I, Too

I, Too by Langston Hughes

I, too, sing America.

 

I am the darker brother.

They send me to eat in the kitchen

When company comes,

But I laugh,

And eat well,

And grow strong.

 

Tomorrow,

I’ll be at the table

When company comes.

Nobody’ll dare

Say to me,

“Eat in the kitchen,”

Then.

 

Besides,

They’ll see how beautiful I am

And be ashamed—

I, too, am America.

 

This Black History Month, I pay homage to one of the most promising authors of the 20th century, Mr. Langston Hughes.

I came across “I, Too” three years ago on a downtown 6 train platform. Hughes’ words drew me; I missed at least four trains that day, re-reading the 18 lines over and over again until I could recite them from memory.   

He, the “darker brother,” was isolated, eating behind the closed kitchen doors as the white company relished in what I imagine to be a glamorous dinner of dinner rolls and stuffed pig roast with an apple in the cheek.

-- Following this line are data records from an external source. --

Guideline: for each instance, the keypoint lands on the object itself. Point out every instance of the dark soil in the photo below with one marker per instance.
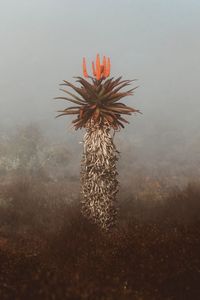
(49, 251)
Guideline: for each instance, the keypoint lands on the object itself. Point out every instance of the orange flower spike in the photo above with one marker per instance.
(104, 66)
(108, 67)
(98, 67)
(93, 69)
(84, 68)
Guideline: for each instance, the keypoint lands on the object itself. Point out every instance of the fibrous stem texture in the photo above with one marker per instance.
(99, 184)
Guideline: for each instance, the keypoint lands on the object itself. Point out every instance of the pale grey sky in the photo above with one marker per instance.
(42, 42)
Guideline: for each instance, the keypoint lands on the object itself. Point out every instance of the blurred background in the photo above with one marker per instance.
(47, 249)
(43, 42)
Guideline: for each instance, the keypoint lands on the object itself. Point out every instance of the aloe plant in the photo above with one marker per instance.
(98, 110)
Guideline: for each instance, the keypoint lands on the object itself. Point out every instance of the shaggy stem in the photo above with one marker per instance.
(99, 184)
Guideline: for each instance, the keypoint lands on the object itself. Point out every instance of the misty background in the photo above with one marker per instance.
(42, 42)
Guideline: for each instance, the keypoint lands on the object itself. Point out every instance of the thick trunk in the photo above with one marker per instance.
(99, 184)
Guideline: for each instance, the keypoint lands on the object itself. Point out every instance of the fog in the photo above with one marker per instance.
(157, 42)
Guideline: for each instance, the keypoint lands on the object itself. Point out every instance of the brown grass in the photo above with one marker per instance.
(49, 251)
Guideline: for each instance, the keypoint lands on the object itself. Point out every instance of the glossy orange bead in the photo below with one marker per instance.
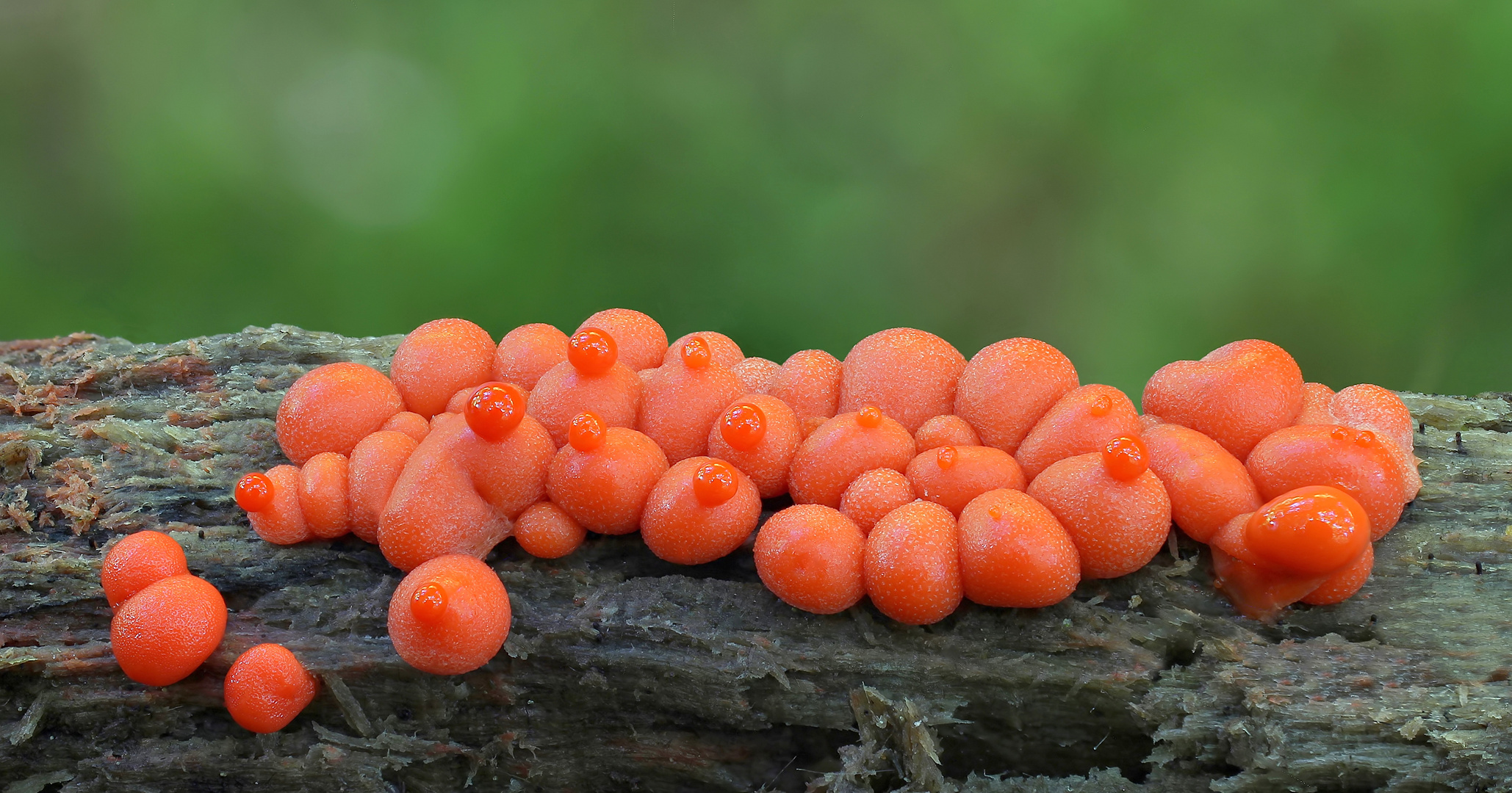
(494, 410)
(267, 688)
(138, 561)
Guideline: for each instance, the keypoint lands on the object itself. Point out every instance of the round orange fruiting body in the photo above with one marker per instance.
(1013, 553)
(137, 561)
(912, 564)
(267, 688)
(811, 558)
(333, 407)
(450, 615)
(167, 630)
(548, 532)
(437, 360)
(700, 511)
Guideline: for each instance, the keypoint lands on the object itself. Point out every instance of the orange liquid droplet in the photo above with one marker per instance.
(1126, 458)
(254, 493)
(743, 427)
(494, 410)
(714, 484)
(428, 603)
(586, 432)
(696, 352)
(591, 351)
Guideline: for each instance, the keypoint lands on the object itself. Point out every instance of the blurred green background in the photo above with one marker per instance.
(1131, 181)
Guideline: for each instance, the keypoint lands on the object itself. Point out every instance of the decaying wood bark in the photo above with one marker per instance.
(623, 673)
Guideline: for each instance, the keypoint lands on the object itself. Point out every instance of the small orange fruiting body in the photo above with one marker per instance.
(450, 615)
(1013, 553)
(700, 511)
(437, 360)
(167, 630)
(267, 688)
(811, 558)
(333, 407)
(137, 561)
(914, 564)
(546, 532)
(951, 477)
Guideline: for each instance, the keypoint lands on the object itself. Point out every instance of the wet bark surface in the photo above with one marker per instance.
(623, 673)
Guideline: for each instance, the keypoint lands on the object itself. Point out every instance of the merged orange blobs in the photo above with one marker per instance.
(437, 360)
(450, 615)
(1236, 394)
(951, 477)
(1116, 526)
(1009, 387)
(1013, 553)
(811, 558)
(699, 511)
(843, 449)
(528, 352)
(1083, 421)
(912, 564)
(138, 561)
(167, 630)
(333, 407)
(605, 485)
(1207, 485)
(758, 435)
(267, 688)
(909, 374)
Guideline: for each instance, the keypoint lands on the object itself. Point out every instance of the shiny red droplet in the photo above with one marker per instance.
(494, 410)
(714, 484)
(254, 493)
(743, 427)
(591, 351)
(586, 432)
(1126, 458)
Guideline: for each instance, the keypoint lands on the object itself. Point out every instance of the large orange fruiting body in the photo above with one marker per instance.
(371, 473)
(758, 435)
(1236, 394)
(811, 558)
(1083, 421)
(643, 341)
(168, 629)
(1207, 485)
(699, 511)
(605, 488)
(333, 407)
(437, 360)
(951, 477)
(267, 688)
(138, 561)
(946, 431)
(450, 615)
(914, 564)
(810, 383)
(1007, 387)
(873, 494)
(323, 496)
(1117, 526)
(684, 398)
(546, 532)
(843, 449)
(528, 352)
(909, 374)
(1353, 461)
(1013, 553)
(281, 523)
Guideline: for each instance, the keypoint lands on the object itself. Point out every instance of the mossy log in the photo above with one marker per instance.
(623, 673)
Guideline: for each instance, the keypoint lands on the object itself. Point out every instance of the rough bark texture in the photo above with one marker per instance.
(623, 673)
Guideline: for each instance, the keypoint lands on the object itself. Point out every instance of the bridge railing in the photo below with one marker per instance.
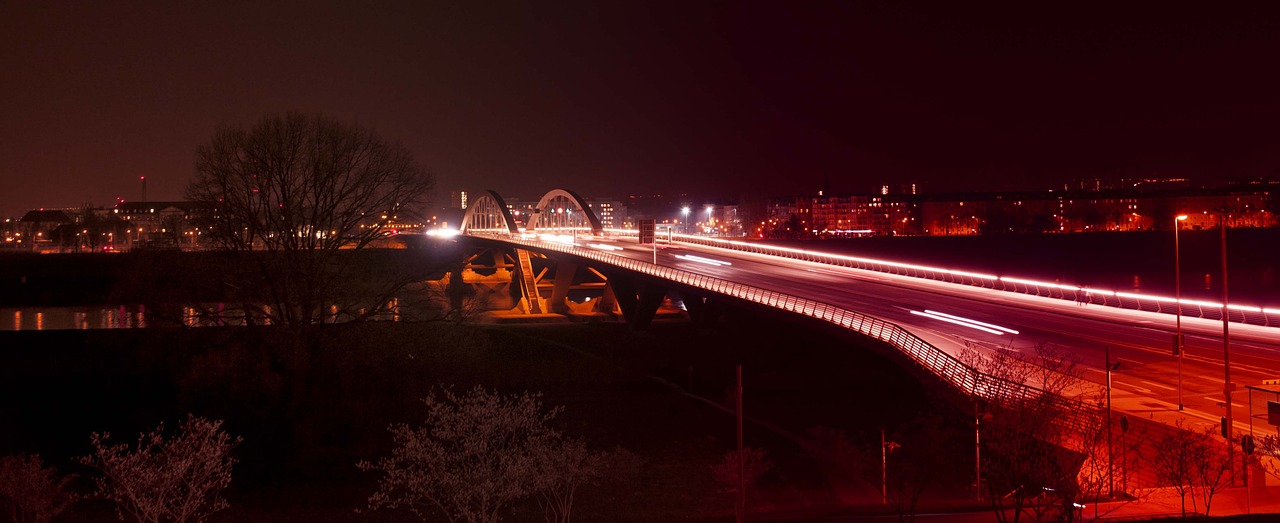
(964, 377)
(1075, 293)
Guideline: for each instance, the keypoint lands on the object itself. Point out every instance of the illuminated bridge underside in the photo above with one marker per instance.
(961, 377)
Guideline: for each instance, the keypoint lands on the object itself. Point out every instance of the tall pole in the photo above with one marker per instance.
(883, 466)
(741, 480)
(1178, 298)
(1226, 344)
(1111, 486)
(977, 449)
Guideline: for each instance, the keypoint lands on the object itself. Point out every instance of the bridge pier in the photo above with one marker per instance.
(638, 298)
(703, 310)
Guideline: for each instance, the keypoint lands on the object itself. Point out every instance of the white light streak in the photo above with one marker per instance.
(964, 324)
(702, 260)
(972, 321)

But the speaker is unbothered; in the kitchen, alone, separated, he laughs, he eats, he grows.  He envisions the future — a “tomorrow” — when he is at the table when the white guests arrive. He is no longer closed in behind kitchen walls. He too is a guest, and the others with whom he dines will recognize his value. He, too is America and he too, sings America.

The darker brother sang America when isolated. He laughed even as a recluse. Not only did he eat, but he ate well with the promise of growing stronger than those fancy rich folks could fathom. We, the readers, pray for that tomorrow, the day when they pass him the dinner rolls and cut him a slice of the roast. From start to finish, he is beautiful. Unfortunately, they will recognize his beauty once he joins them. Then they will feel shame; he will feel pride.

I read this poem nearly one hundred years later with the hope that people today still sing America and are America.